Thanks for the wonderful work on this. Residual confounding should be one of those mental building blocks everyone in a modern society knows.
Hey Emily, I love your stuff and agree most of the time. I struggle sometimes with then what we do in public health when all we have is observational data. In many cases, it can provide actionable information but it is always challenging to ensure all messengers and users are good stewards of the information. I know the answer isn't "we should stop using all observational data", but I'm wondering where you find this type of information useful. I've always felt that starting with less cost and time intensive observational data can make the case for RCTs or other more statistically rigorous studies. Just curious where you see this information HELPFUL rather than HARMFUL.
Great break down of some very complicated topics!
Love this and it is exactly what undergraduates students need to understand about statistics. I will use it in my research methods course at my university this semester! Thank you, Emily!
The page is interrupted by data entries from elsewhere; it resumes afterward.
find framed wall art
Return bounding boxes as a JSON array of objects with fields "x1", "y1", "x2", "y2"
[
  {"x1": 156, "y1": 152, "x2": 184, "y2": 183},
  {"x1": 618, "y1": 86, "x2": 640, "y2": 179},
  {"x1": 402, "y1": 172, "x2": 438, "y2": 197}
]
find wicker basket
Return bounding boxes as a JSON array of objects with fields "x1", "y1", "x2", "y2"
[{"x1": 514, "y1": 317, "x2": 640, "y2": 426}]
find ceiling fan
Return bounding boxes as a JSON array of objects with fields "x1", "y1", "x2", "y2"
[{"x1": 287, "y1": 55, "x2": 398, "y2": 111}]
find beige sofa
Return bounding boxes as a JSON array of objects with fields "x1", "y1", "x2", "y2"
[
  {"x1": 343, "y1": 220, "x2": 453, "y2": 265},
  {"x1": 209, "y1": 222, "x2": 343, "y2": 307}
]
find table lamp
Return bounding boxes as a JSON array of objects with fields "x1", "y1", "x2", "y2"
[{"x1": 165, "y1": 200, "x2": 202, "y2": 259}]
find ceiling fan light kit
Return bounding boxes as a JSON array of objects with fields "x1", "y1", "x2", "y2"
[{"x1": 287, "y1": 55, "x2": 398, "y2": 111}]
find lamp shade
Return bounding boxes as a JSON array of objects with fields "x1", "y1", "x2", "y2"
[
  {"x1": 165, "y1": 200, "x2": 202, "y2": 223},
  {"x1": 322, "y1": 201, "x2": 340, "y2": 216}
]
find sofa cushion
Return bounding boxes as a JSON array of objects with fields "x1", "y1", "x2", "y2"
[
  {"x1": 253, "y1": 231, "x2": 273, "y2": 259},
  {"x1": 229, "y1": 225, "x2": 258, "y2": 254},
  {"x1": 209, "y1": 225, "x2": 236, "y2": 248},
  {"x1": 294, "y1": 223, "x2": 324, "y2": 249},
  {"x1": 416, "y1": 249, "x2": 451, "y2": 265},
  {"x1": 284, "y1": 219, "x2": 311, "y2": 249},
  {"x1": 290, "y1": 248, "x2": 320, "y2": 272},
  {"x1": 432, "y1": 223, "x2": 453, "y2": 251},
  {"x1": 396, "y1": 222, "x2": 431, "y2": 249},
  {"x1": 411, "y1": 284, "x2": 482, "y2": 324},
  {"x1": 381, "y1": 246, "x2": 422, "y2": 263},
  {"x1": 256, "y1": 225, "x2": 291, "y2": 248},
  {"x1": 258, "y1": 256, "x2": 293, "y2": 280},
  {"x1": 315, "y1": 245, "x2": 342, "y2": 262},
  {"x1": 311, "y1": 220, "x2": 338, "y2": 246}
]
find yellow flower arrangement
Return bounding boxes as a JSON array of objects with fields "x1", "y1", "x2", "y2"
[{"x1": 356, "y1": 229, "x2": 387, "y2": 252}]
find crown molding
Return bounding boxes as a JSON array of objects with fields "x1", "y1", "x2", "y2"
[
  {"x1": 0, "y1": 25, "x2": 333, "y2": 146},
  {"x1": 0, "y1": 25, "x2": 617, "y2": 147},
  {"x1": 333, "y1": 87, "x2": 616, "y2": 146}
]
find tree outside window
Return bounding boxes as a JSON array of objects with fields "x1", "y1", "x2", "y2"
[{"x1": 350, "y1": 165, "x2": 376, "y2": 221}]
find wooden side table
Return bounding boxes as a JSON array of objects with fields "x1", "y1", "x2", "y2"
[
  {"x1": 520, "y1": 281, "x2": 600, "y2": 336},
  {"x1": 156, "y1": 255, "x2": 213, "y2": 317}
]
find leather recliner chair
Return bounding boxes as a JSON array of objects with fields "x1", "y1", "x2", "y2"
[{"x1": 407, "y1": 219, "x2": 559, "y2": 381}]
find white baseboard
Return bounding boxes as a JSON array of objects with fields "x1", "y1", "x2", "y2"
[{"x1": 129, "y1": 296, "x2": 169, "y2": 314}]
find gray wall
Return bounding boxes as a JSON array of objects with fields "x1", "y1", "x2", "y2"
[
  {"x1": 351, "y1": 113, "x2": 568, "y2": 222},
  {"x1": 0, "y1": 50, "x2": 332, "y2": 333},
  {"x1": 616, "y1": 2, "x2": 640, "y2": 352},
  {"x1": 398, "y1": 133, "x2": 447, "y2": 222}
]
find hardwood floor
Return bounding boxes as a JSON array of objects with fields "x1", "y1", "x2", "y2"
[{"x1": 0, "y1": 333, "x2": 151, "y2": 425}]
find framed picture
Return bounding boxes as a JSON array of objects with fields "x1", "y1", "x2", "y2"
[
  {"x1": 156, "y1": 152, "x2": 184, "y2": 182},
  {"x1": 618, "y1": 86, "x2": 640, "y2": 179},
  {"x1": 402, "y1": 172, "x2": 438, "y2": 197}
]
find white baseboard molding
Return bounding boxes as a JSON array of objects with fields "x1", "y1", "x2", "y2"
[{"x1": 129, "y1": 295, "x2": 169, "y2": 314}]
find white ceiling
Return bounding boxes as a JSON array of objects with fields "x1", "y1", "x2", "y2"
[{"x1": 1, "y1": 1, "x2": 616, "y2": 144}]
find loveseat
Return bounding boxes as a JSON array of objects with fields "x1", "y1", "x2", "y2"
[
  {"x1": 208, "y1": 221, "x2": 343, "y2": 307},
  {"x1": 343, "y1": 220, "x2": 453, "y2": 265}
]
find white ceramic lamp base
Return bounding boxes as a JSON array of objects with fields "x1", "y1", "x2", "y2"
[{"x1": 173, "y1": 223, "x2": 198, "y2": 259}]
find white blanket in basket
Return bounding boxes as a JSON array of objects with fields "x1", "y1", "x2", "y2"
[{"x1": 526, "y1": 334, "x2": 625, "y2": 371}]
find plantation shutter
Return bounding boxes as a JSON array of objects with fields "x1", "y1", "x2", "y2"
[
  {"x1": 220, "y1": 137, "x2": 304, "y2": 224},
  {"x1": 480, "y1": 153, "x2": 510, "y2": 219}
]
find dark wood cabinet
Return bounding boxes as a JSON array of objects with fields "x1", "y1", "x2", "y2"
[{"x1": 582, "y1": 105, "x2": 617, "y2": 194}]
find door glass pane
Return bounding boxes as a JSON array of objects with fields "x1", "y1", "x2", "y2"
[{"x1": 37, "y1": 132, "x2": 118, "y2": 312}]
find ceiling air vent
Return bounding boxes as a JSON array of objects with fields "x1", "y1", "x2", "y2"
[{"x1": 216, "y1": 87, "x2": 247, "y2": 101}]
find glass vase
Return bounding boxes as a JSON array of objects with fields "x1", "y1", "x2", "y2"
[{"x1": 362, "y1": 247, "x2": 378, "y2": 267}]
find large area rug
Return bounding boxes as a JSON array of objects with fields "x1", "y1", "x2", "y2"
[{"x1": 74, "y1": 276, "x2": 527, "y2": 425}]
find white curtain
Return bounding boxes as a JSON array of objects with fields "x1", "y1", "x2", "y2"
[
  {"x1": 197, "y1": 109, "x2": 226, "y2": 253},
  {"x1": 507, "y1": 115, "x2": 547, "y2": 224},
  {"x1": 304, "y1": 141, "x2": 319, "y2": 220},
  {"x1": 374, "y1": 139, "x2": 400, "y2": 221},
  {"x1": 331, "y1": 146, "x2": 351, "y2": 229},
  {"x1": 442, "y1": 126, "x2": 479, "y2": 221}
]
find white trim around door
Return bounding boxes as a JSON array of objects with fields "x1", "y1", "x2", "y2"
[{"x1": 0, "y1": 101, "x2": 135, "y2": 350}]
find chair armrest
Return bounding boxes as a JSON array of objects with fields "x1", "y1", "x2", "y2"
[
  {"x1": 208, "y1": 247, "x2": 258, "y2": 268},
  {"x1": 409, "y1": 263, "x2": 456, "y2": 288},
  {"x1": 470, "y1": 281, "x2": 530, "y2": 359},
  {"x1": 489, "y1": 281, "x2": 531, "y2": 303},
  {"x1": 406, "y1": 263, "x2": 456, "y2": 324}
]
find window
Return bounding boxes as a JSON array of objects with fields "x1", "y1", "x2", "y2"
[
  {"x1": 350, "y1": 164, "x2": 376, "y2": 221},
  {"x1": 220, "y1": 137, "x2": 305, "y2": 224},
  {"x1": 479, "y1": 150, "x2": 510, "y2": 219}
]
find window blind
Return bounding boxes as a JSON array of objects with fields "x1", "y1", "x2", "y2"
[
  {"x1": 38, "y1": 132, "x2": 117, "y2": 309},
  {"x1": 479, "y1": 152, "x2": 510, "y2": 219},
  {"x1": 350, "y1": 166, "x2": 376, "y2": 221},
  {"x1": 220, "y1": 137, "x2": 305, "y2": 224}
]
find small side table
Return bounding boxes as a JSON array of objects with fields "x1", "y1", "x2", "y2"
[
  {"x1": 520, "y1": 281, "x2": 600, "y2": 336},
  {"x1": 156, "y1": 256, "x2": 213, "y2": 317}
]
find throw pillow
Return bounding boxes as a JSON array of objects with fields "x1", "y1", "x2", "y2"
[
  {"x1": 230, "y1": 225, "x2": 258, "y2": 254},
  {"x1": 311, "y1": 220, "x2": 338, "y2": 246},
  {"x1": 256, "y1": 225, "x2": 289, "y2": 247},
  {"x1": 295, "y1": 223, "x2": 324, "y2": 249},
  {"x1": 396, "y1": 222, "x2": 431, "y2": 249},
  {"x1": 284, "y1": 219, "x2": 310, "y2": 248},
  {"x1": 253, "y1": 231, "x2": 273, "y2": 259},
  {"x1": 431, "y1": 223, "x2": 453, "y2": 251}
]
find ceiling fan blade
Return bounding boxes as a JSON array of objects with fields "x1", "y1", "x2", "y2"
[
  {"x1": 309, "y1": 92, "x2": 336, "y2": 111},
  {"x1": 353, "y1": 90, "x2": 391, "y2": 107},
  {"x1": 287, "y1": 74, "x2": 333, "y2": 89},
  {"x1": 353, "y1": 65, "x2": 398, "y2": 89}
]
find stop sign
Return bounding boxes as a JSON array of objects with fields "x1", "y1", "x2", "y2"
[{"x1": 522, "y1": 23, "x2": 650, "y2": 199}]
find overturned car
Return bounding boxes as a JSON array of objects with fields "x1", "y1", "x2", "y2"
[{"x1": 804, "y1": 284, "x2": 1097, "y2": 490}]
Thanks for the great read, Emily! I have two follow-up questions:
1. Is there a good summary of the "steelman" version of the opposing argument that you would recommend (i.e., that we can reliably approximate an RCT through controlling observed differences between non-randomized groups)? I'm inclined to agree with your argument, but I'd be interested in reading the best possible version of the opposite viewpoint.
2. Do you have any recommended books on this topic? I took every statistics/data course that I could get my hands on during my MBA program a few years back, but I'm always looking for opportunities to learn more.
Great read! I feel like my ideal econometrics paper would be something that generalizes your point, perhaps something that looked at the results of a large number of observational studies that were later examined using randomized or better-controlled trials.
This is probably the best article I've read by you. I appreciate you diving into the details on RCTs versus observational studies. As someone who works in medicine (psychiatry), I have problems with RCTs, even though they are "the best studies" we can run other than meta-analyses. This article applies to the many health opinions that swing back and forth, like if eggs are healthy, if I should be prescribing vitamin D for depression, etc.
I would love to hear a respectful debate, maybe in podcast form, with you and Andrew Huberman on this topic. You both seem grounded and humble enough to have a fruitful discussion.